What is the market outlook for the next two years?
Gross mortgage lending fell to £225.5 billion in 2023, down 28% on the previous year, the Intermediary Mortgage Lenders Association (IMLA) has reported.
House purchase lending and remortgaging experienced respective drops of 30% to £135 billion and 24% to £82 billion, with the primary catalyst for the downturn being attributed to higher mortgage rates.
The buy-to-let market saw a more pronounced decline, as gross lending was estimated to have plummeted by 48% to £30 billion in 2023. House purchase lending within the buy-to-let category fell by 51% to £8.5 billion, while remortgaging declined by 46% to £20.5 billion with the buy-to-let market feeling the impact of deteriorating affordability much harder compared to the owner-occupied market.
IMLA, in its recently published ‘New Normal’ report, also detailed the market outlook for 2024 and 2025.
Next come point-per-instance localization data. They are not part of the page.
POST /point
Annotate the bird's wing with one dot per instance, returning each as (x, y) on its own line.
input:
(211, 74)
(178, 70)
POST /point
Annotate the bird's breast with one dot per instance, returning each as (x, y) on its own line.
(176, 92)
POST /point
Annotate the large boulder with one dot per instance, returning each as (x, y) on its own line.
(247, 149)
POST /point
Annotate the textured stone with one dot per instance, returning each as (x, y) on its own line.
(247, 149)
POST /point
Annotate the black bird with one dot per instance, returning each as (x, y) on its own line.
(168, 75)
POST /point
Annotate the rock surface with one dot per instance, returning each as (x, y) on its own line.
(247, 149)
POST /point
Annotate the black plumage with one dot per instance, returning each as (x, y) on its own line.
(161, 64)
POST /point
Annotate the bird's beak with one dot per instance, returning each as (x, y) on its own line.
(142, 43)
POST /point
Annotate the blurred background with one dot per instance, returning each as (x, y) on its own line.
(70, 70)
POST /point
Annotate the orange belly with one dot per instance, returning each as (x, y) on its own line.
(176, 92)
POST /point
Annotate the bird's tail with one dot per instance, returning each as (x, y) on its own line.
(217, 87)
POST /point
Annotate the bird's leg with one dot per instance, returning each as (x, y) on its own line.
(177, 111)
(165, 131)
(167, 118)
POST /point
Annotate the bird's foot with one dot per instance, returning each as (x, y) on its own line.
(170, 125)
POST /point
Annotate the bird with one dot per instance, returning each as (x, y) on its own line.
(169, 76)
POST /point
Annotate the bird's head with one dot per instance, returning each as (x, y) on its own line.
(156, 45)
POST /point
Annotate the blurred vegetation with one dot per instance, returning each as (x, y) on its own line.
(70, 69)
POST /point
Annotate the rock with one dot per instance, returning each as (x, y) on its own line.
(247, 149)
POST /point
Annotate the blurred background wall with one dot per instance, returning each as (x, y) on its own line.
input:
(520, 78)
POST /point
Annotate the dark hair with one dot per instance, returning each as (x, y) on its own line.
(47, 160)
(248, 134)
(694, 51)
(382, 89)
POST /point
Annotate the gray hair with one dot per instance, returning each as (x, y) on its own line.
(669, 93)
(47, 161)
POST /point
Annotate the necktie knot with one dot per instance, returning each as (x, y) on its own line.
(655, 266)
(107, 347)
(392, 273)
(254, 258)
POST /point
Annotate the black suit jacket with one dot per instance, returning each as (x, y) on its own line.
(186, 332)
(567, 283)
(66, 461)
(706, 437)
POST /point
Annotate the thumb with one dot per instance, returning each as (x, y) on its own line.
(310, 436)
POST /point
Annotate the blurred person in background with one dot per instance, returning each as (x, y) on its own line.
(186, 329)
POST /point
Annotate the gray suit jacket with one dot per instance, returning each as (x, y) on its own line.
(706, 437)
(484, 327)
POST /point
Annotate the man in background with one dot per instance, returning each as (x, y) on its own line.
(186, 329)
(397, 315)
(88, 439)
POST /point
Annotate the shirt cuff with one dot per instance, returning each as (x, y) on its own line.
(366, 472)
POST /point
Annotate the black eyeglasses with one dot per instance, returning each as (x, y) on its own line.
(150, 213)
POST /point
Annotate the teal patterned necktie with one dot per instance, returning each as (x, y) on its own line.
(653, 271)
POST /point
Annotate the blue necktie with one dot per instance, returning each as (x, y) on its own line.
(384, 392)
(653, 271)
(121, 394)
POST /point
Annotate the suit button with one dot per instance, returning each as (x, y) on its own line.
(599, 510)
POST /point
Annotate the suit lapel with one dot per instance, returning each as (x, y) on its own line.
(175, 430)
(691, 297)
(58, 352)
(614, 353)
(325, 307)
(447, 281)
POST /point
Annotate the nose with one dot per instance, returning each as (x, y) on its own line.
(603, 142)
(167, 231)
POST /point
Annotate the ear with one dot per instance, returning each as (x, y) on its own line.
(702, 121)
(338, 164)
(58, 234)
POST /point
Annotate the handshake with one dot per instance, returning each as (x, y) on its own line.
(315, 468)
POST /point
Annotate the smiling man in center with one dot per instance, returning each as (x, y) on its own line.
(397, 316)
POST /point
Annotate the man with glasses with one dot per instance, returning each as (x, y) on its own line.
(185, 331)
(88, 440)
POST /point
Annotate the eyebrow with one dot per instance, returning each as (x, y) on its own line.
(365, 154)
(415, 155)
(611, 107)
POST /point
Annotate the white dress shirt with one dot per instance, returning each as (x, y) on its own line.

The report forecasts that gross mortgage lending will fall further to £205 billion in 2024 before recovering slightly to £210 billion in 2025. House purchase lending is expected to drop to £120 billion next year and rise to £122 billion after a year, while remortgaging is predicted to fall to £78 billion and then increase to £80 billion in the next two years.
Data cited in the report also indicates that, on average, home mover mortgage interest payments accounted for 12.7% of gross income in the first nine months of 2023, slightly below the long-run average of 13.8%.
First-time buyers faced a higher burden, with the 2023 figure of 16% exceeding the long-run average of 14.8%, underscoring the challenges faced by first-time buyers as house price inflation outpaces income growth.
Meanwhile, the report anticipates a continued rise in the market share of mortgage intermediaries, increasing from 84% in the previous year to 89% in 2024, with expectations of surpassing 90% in 2025.
However, despite the upward trajectory in market share, the value of lending arranged by intermediaries is projected to decrease by 6% in 2024. A more optimistic outlook is predicted for 2025, with a projected 4% rise in broker business volumes.
“After the shocks that have buffeted the global economy in recent years – lockdowns in 2020 and 2021 and the Russian invasion of Ukraine in 2022 – 2023 saw a welcome respite and a partial return to normality as the disruption from supply chain and war-related dislocation eased considerably,” Kate Davies (pictured), executive director at the Intermediary Mortgage Lenders Association, commented.
“However, our ‘new normal’ is a higher interest rate environment than the one to which we became perhaps too accustomed post-financial crisis. The increase in base rate from 0.1% to 5.25% in just over two years has inevitably subdued the mortgage sector to a degree. Yet the housing market has proved remarkably resilient and mortgage affordability is comfortable for the typical borrower – although longer mortgage terms are no doubt a factor.
“In these more challenging times, intermediaries have played a key role in directing borrowers to the most appropriate financial solutions for their needs, and their advice will continue to be vital for the borrowing community in 2024 and beyond.”